The exact number of passengers on board was not immediately known, though a clerk at the information service at Harbin's Taiping Airport estimated there were "more than 60 people".
"Some are family members of the victims," she told Xinhua in a telephone interview but did not give her name.
Before the landing, 329 family members had arrived at Yichun, according to sources with the city government.
While many relatives from Heilongjiang Province rushed to Yichun, a city about 350 km from Harbin, Tuesday night and Wednesday, the China Southern flight was the fastest route for those from other parts of the country to arrive at the remote border port.
The return flight is scheduled to take off from Yichun at around 1:30 p.m., stop over in Harbin again and head for its destination Beijing.

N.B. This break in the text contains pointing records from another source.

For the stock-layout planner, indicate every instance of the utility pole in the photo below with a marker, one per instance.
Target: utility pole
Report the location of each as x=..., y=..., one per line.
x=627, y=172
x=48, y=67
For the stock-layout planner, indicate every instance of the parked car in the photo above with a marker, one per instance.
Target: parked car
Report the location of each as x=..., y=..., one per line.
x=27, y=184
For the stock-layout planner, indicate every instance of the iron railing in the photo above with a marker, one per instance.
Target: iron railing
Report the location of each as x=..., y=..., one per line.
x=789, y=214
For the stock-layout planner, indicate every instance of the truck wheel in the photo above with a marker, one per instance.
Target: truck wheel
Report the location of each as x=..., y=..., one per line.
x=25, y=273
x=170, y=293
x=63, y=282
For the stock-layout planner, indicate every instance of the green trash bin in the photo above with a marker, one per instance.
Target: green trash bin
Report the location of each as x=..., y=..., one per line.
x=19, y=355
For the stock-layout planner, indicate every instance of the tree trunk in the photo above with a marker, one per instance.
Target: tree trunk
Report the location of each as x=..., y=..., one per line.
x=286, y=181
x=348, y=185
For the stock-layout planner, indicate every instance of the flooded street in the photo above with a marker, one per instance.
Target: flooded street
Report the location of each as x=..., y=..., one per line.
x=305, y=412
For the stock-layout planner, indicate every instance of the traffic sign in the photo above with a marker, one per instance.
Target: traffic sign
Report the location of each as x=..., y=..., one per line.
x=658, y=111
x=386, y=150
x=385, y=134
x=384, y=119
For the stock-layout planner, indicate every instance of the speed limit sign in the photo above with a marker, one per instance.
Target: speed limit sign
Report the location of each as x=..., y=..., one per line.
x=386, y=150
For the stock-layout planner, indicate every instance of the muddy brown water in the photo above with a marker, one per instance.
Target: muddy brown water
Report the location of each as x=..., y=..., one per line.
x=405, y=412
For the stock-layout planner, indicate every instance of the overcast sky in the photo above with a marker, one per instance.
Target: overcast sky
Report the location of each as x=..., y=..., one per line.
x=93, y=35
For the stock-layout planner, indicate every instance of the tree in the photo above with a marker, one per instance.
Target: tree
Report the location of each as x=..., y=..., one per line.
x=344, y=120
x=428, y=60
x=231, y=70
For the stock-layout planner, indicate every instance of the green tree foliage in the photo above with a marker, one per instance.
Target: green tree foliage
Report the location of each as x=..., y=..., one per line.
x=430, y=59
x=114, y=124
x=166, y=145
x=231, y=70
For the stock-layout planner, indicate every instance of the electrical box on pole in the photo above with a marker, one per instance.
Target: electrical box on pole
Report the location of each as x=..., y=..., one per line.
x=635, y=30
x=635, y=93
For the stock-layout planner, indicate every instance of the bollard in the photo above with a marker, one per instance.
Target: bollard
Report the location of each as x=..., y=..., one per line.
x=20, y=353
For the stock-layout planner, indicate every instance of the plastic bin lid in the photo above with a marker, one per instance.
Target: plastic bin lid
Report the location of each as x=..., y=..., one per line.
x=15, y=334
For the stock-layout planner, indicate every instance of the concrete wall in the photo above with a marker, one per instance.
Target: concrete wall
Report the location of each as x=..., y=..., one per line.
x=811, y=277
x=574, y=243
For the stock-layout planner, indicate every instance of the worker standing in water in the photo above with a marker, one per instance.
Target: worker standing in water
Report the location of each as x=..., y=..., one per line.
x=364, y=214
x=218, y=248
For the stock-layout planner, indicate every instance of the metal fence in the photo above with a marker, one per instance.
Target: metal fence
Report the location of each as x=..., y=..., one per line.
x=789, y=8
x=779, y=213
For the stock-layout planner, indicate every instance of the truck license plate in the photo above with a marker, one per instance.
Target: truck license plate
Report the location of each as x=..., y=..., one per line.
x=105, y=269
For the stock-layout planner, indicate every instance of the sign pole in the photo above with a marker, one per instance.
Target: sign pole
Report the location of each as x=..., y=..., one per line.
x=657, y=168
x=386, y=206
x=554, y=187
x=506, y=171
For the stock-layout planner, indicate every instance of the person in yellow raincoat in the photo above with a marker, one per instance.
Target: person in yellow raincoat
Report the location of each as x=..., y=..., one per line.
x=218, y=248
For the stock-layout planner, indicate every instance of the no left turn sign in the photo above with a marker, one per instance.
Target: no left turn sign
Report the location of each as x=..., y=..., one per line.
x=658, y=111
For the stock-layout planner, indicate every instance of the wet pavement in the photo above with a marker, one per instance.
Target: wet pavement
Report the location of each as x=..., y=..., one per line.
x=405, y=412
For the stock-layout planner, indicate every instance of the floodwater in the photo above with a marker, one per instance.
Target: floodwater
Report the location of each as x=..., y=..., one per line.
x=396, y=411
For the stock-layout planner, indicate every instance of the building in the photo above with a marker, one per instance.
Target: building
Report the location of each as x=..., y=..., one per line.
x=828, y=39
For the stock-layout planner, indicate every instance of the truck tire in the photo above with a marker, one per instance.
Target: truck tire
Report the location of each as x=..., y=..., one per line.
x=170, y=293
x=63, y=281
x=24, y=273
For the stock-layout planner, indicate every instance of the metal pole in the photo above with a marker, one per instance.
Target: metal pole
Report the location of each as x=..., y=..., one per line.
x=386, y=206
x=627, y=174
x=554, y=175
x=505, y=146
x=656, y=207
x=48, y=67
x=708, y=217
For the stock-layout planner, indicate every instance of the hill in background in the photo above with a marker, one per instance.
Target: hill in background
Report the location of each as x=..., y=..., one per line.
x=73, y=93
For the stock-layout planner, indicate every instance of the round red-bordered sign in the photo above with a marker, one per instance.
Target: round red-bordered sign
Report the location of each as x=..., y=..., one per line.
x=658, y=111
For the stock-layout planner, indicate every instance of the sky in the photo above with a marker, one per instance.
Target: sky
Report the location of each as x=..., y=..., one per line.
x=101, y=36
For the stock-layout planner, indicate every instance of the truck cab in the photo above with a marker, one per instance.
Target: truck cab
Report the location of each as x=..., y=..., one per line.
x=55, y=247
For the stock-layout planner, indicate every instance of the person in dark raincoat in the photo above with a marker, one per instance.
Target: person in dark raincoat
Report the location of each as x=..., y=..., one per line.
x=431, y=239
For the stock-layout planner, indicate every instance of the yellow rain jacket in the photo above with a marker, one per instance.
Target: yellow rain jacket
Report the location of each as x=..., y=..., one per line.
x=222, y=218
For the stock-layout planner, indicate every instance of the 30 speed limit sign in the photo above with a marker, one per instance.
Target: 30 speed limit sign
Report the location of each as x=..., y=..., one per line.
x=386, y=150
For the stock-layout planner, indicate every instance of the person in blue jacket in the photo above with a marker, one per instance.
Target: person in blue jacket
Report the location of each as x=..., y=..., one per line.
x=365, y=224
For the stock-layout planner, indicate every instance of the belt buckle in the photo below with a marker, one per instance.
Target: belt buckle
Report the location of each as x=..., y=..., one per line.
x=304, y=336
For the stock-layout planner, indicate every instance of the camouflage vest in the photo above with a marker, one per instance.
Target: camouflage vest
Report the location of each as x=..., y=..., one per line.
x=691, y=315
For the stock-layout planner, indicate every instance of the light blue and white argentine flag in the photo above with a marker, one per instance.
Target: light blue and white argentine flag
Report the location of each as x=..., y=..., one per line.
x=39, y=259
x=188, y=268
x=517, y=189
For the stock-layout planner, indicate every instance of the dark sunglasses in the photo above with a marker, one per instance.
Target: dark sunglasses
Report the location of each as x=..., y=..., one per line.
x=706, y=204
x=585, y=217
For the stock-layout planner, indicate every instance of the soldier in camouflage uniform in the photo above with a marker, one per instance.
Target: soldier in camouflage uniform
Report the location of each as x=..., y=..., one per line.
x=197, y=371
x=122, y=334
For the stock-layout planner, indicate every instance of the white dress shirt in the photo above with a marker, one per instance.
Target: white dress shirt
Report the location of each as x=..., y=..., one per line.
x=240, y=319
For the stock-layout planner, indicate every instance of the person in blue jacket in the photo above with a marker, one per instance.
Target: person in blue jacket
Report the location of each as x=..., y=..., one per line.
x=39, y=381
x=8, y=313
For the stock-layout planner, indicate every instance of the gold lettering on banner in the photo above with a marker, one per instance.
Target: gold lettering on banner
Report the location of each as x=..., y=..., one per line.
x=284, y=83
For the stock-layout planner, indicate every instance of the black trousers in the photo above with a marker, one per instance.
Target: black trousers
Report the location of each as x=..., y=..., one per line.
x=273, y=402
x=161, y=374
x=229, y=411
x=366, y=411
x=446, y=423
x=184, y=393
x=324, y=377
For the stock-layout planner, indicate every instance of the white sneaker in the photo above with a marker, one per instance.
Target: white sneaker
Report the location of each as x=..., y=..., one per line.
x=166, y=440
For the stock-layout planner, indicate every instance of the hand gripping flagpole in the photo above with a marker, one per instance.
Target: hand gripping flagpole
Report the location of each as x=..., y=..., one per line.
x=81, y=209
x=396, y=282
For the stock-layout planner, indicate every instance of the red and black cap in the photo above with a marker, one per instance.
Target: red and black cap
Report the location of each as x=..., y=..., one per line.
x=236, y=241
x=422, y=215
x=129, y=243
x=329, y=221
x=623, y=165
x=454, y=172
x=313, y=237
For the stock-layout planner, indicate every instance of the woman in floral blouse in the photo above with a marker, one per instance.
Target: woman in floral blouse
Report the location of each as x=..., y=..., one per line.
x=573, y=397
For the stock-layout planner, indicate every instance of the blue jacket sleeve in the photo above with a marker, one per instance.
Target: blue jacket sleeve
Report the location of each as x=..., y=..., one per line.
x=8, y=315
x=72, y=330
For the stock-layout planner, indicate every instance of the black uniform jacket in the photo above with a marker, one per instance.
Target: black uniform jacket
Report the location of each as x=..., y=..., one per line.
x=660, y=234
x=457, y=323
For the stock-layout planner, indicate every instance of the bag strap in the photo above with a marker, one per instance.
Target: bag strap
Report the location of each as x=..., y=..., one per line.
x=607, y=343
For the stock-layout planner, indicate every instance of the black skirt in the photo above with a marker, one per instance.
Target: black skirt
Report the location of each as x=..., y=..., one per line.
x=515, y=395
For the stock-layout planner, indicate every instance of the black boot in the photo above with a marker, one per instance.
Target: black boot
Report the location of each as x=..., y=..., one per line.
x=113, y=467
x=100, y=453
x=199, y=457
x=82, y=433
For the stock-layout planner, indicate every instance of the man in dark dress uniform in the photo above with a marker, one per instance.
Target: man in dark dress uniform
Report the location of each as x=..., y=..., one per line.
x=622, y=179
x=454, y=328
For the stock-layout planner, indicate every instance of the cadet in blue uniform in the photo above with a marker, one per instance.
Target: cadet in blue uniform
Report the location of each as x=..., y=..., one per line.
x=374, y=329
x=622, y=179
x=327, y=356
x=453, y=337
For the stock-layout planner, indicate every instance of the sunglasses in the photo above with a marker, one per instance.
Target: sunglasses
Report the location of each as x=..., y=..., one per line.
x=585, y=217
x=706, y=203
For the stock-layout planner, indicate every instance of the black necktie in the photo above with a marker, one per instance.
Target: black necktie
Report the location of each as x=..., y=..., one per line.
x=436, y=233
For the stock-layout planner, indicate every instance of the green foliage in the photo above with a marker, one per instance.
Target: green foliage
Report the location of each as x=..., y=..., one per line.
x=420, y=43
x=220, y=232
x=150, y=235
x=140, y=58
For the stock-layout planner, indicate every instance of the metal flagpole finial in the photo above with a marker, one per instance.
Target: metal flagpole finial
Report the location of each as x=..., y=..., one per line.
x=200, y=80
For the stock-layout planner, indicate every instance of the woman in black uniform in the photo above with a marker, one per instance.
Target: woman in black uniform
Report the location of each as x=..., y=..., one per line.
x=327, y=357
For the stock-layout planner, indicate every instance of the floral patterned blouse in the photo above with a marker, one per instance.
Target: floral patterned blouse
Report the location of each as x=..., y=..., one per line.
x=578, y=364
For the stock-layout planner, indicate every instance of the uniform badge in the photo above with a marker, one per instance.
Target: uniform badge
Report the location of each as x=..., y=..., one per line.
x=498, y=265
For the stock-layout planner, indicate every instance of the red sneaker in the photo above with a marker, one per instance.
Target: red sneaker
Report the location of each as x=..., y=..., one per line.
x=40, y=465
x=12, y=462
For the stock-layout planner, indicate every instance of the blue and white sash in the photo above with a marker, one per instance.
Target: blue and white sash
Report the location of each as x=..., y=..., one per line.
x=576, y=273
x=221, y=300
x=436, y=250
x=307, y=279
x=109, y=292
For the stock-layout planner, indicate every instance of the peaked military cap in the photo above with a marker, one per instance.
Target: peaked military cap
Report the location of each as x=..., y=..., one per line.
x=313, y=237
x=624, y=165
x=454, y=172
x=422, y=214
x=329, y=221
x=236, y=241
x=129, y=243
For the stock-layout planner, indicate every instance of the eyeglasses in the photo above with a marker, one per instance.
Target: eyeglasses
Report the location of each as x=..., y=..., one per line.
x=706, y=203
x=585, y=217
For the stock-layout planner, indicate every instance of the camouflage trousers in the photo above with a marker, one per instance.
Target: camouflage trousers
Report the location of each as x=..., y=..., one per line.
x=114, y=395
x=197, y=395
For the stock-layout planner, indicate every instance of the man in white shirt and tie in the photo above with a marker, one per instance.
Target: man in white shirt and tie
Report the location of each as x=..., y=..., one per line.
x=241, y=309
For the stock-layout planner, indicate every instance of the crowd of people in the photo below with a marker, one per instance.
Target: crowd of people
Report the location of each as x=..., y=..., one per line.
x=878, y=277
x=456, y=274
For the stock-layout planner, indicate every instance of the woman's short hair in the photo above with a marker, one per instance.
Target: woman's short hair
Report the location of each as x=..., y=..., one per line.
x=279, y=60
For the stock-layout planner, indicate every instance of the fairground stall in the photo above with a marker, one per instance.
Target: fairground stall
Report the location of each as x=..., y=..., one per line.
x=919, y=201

The number of passengers waiting to board the return flight is not known, as reporters are not allowed to enter the area.
Airport authorities and the airlines refused to say how many had gone through customs formalities. An insurance agency at the airport refused to reveal how many passengers had bought insurance for the flight.
China Southern was the only carrier to fly the Harbin-Yichun route before Henan Airlines, a small company named after the central province of Henan, launched the route about two weeks ago.
A Brazil-made ERJ-190 turbine jet of Henan Airlines crashed upon landing at the forests-surrounded Lindu Airport of Yichun City Tuesday night. Fifty-four people survived with injuries including the captain.
Lindu Airport, located in forest-covered mountain valleys about 9 km from downtown Yichun, opened on Aug. 27, 2009.